How active are the forwarders? How much data is being forwarded? It is possible that there is just not enough data flowing to keep the forwarders busy all the time (that would be pretty typical in a lot of environments). Are the indexers experiencing performance issues? If not, then maybe there isn't really a problem here.

Can you reach all the indexers from the forwarders? Is it always the same two that are idle? If a forwarder can't reach an indexer, it skips that indexer and moves to the next one in the rotation. So if an indexer is always skipped, it probably isn't communicating with the forwarders.

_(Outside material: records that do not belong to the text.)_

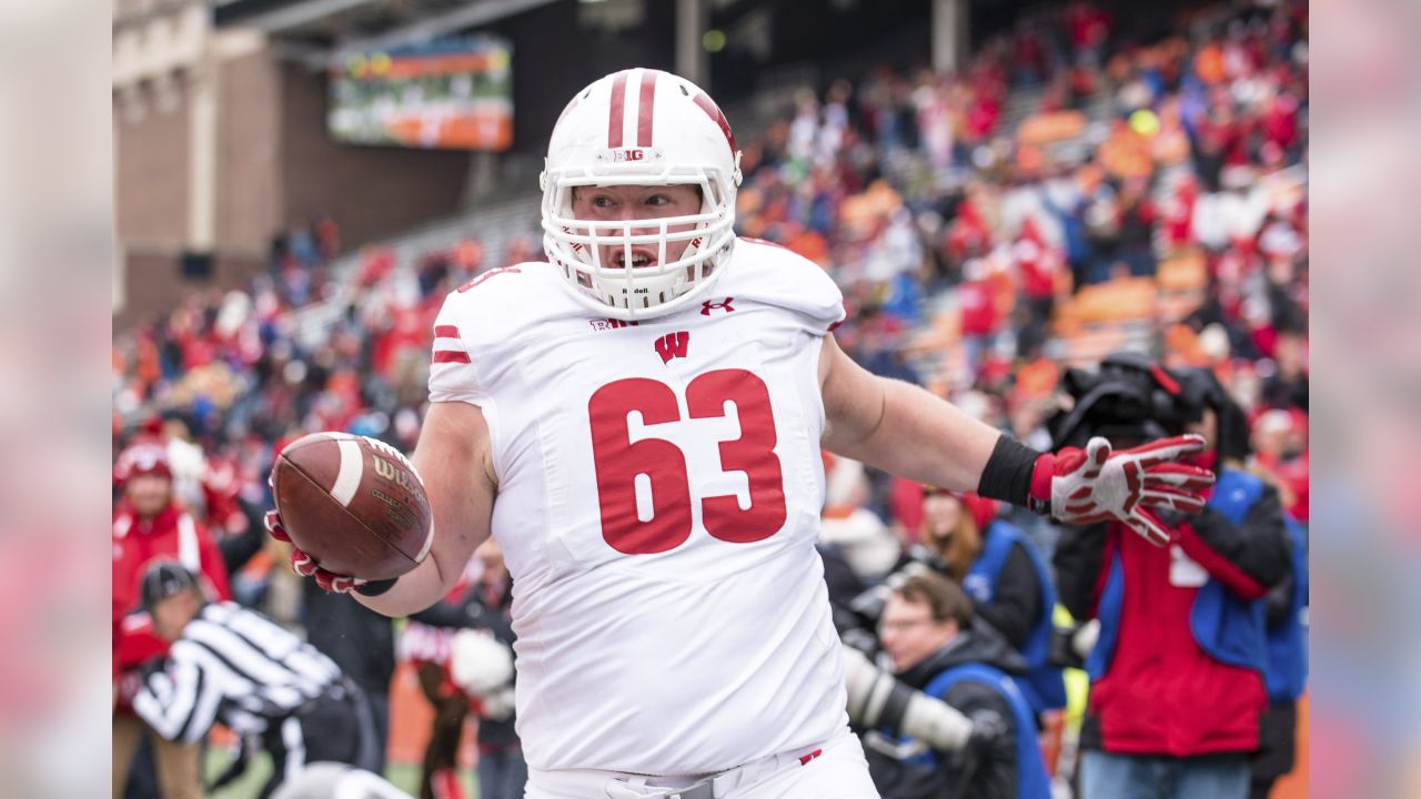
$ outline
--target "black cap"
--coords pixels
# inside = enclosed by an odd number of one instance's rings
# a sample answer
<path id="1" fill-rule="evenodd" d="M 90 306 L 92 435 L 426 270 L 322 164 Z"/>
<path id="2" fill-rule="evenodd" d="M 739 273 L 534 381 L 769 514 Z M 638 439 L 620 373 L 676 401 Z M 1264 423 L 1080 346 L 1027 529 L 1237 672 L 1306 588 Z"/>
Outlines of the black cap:
<path id="1" fill-rule="evenodd" d="M 144 581 L 138 593 L 144 610 L 152 610 L 159 601 L 196 586 L 198 579 L 183 564 L 173 560 L 159 560 L 144 572 Z"/>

Finally, the forwarder does not look for the least busy indexer - it just rotates through the list. So it isn't truly load-balancing. And it could be that the forwarders are really hitting the same indexers at the same time... unlikely, but possible. As the number of forwarders increases, the load will probably "balance" better.

Try this search, which shows which forwarders are sending to which indexers and how much. Run it on the search head if you have one, or wherever you normally login to run searches...

index=_internal source=*metrics.log group=tcpin_connections 
| eval sourceHost=if(isnull(hostname), sourceHost,hostname) 
| rename connectionType as connectType
| eval connectType=case(fwdType=="uf","univ fwder", fwdType=="lwf", "lightwt fwder",fwdType=="full", "heavy fwder", connectType=="cooked" or connectType=="cookedSSL","Splunk fwder", connectType=="raw" or connectType=="rawSSL","legacy fwder")
| eval version=if(isnull(version),"pre 4.2",version)
| rename version as Ver 
| fields connectType sourceIp sourceHost destPort kb tcp_eps tcp_Kprocessed tcp_KBps splunk_server Ver
| eval Indexer= splunk_server
| eval Hour=relative_time(_time,"@h")
| stats avg(tcp_KBps) sum(tcp_eps) sum(tcp_Kprocessed) sum(kb) by Hour connectType sourceIp sourceHost destPort Indexer Ver
| fieldformat Hour=strftime(Hour,"%x %H")

Sort this output in different ways to see what is happening. The search summarizes the activity by hour.

You can also go to the various forwarders and enter the following command

$SPLUNK_HOME/splunk/bin/splunk list forward-server

To see which indexers the forwarder can contact.